The state alleged the company lied to customers about their internet speeds.

Jake Neenan North Carolina Reaches $20 Million Settlement with Frontier Photo of North Carolina Attorney General Josh Stein from the North Carolina Department of Public Safety

April 17, 2024 – The North Carolina Attorney General announced on Tuesday a $20 million settlement with Frontier over allegations the company lied to customers about their internet speeds.

The state had sued the company along with five other states and the Federal Trade Commission in 2021 after receiving complaints that customers were receiving lower speeds than they were led to believe they would get when signing up with Frontier.

A federal court dismissed North Carolina’s case on jurisdictional grounds, but the state continued investigating the company. Frontier also settled the FTC suit in 2022, agreeing to pay more than $8 million in penalties and spend $60 million on new infrastructure in California.

Like in the FTC settlement, Frontier did not admit to any wrongdoing in the North Carolina settlement. Per the terms of the deal, the company will have to spend $20 million on new fiber optic internet connections throughout the state over the next four years, a significant upgrade from the older DSL network customers found lacking. That’s in addition to the company’s existing obligations under Federal Communications Commission programs and state grant programs.

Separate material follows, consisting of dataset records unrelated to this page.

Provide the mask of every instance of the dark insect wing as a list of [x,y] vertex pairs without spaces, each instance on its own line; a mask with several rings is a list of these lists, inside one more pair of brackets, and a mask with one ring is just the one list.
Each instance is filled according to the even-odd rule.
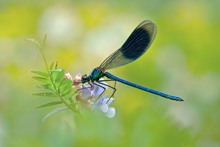
[[150,47],[156,32],[156,25],[152,21],[143,21],[135,28],[122,47],[108,56],[99,68],[112,69],[136,60]]

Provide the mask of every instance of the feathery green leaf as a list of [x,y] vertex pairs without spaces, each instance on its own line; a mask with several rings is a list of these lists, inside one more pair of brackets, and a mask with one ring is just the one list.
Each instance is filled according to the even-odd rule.
[[53,102],[49,102],[44,105],[38,106],[37,108],[43,108],[43,107],[58,105],[58,104],[62,104],[62,103],[63,103],[62,101],[53,101]]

The company will also pay an additional $300,000 in restitution to consumers, which the state department of justice said in a statement it is setting up a program to distribute.

Frontier will also have to stop signing up new customers in areas served by overly congested DSLAMs – access points in DSL networks – and inform existing customers if the actual speeds they can expect to receive are lower than the maximum that they subscribed to. Those existing customers will have the option to discontinue their plans without any fees, but the state’s department of justice noted many won’t have another option.

“In much of western North Carolina, Frontier is people’s only choice for internet service,” the North Carolina DOJ said in its statement.